Il buon Lopez forse non lo era ai tempi della Roma e, forse, anche a Udine dove, dicono, avesse fatto arrabbiare più del dovuto Francesco Guidolin. Giocate da campione e pause da veterano. Insomma quel genere di cose che nel calcio d’oggi mandano su tutte le furie gli allenatori. «Sono giovane – spiega Nico – devo ancora imparare molto. Qui in Italia il calcio è difficile, perchè molto tattico. C’è poco spazio e poi devi essere bravo a cogliere l’occasione giusta». Lui è arrivato quest’estate con il compito, certo non facile, di sostituire Iturbe. A differenza del Porto, l’Udinese ha stabilito un prezzo ancor più elevato per l’eventuale riscatto. Attorno ai 15 milioni di euro. Questo la dice lunga sul valore attribuito al giovane attaccante. «Sono molto contento – ha detto Mandorlini – della prestazione di Nico. È giovane e su di lui ci sono grandi aspettative. Bisogna lasciarlo crescere senza troppa pressione».
E Mandorlini, un po’ come avvenne con Iturbe, ne ha centellinato le presenze fino alle gare con Milan e Napoli. «Lì sono entrato – dichiara Lopez – e ho fatto gol ma la squadra non ha portato a casa punti. Spero di segnare ancora o magari regalare a Toni qualche assist. Adesso dipende da me. Sono molto felice perchè la Lazio era un avversario molto difficile, abbiamo strappato un punto importante. Speriamo di ripeterci a Cesena». Insomma pare che sia iniziata anche la stagione di Nico Lopez. L’unico giocatore d’attacco del Verona con certe caratteristiche. Rapido con un dribbling secco, Lopez è meno veloce di Iturbe. Possiede però molta fantasia e comunque resta l’unico vero contropiedista della formazione di Mandorlini. «Ho capito cosa vuole il mister da me e ora sono pronto – aggiunge -. So che questo potrebbe essere il mio campionato. In settimana lavoro sodo per arrivare preparato alla partita sia che giochi dall’inizio oppure che entri durante i novanta minuti». Nico, fortissimamente Nico. È quello che tutti pensano all’interno della grande famiglia dell’Hellas.

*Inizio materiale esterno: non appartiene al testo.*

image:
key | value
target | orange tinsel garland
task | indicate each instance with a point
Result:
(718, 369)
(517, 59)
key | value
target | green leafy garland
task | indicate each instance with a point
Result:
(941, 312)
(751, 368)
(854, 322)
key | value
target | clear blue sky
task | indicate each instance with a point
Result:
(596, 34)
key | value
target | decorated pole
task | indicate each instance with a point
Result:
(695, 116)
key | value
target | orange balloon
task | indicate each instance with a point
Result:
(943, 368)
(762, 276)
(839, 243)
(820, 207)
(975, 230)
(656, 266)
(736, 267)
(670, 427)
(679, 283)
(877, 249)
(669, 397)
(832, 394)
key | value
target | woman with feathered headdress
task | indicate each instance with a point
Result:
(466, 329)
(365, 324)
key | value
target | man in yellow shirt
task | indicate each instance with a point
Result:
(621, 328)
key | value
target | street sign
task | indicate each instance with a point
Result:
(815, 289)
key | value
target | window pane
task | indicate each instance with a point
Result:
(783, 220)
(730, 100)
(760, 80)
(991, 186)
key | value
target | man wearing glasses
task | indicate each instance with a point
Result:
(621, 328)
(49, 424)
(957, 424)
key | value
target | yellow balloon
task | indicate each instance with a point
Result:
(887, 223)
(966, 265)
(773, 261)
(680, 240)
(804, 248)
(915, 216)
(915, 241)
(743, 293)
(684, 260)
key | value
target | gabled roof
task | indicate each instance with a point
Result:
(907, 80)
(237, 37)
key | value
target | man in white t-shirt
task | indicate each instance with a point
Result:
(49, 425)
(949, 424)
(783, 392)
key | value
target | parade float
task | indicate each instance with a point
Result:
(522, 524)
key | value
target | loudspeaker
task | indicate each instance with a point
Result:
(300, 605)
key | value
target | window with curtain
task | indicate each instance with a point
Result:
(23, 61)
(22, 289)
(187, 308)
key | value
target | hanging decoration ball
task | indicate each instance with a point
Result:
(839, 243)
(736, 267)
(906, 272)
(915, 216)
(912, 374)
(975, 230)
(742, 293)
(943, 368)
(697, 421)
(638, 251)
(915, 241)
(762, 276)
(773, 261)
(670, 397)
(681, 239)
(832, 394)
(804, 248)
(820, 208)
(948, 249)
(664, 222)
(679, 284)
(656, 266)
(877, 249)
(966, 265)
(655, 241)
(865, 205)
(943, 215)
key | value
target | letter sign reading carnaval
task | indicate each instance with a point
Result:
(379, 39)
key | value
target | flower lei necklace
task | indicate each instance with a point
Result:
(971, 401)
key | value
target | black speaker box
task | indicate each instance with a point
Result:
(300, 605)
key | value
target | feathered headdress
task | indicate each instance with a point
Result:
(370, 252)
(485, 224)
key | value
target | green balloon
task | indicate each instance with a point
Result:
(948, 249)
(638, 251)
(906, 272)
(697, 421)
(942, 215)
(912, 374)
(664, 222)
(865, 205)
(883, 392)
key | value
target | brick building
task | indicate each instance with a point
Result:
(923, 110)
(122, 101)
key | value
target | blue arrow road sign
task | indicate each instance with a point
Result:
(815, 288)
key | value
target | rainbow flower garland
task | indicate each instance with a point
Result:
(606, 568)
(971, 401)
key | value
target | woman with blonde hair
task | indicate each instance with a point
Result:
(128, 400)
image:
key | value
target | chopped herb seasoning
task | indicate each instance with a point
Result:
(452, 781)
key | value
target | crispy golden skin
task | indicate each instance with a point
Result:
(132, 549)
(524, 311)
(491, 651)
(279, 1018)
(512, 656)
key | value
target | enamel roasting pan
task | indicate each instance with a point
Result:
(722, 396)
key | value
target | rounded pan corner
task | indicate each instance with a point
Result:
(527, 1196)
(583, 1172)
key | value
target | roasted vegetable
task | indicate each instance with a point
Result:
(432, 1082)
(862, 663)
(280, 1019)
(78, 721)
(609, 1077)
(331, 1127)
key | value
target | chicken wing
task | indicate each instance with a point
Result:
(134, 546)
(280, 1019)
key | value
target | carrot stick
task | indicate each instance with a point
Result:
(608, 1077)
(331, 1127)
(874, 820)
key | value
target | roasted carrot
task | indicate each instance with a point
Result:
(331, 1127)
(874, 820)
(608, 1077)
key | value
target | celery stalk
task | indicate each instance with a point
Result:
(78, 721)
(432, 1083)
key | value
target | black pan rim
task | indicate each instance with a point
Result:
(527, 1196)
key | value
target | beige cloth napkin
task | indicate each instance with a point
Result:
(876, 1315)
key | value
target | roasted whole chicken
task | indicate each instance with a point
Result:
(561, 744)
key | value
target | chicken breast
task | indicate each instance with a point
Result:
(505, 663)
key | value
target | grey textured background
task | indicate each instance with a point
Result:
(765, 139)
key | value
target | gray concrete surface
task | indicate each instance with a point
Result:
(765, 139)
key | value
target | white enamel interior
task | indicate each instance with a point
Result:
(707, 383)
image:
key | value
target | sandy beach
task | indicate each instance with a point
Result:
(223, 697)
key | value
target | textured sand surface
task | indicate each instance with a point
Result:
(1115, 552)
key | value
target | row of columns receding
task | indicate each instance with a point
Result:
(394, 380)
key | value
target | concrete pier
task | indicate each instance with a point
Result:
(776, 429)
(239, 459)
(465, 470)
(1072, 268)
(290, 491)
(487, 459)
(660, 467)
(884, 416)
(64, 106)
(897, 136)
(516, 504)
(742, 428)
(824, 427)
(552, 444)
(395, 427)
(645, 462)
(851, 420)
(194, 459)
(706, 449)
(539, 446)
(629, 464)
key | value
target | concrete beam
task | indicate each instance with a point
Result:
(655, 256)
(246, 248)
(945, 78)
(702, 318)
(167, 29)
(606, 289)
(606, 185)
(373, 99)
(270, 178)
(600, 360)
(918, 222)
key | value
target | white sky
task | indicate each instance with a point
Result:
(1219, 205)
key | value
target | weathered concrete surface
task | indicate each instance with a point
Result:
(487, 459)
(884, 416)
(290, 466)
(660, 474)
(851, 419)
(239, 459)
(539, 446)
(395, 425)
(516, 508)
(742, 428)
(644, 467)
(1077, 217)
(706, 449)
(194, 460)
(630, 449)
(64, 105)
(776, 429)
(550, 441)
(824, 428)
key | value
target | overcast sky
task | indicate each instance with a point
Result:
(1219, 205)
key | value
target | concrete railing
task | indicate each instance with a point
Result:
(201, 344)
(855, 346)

Per Maurizio Setti potrebbe diventare davvero il nuovo Iturbe. «Fare paragoni – dice il presidente – con l’anno scorso e altri giocatori è sbagliato. Però Lopez lo abbiamo preso per quello. Il mister e tutto lo staff sono molto bravi nel far crescere i giovani, quindi abbiamo fiducia. Ci sono molti giocatori validi in rosa e il turn over di Mandorlini è efficace. Tappa fondamentale per il nsotro campionato sarà lunedì sera a Cesena».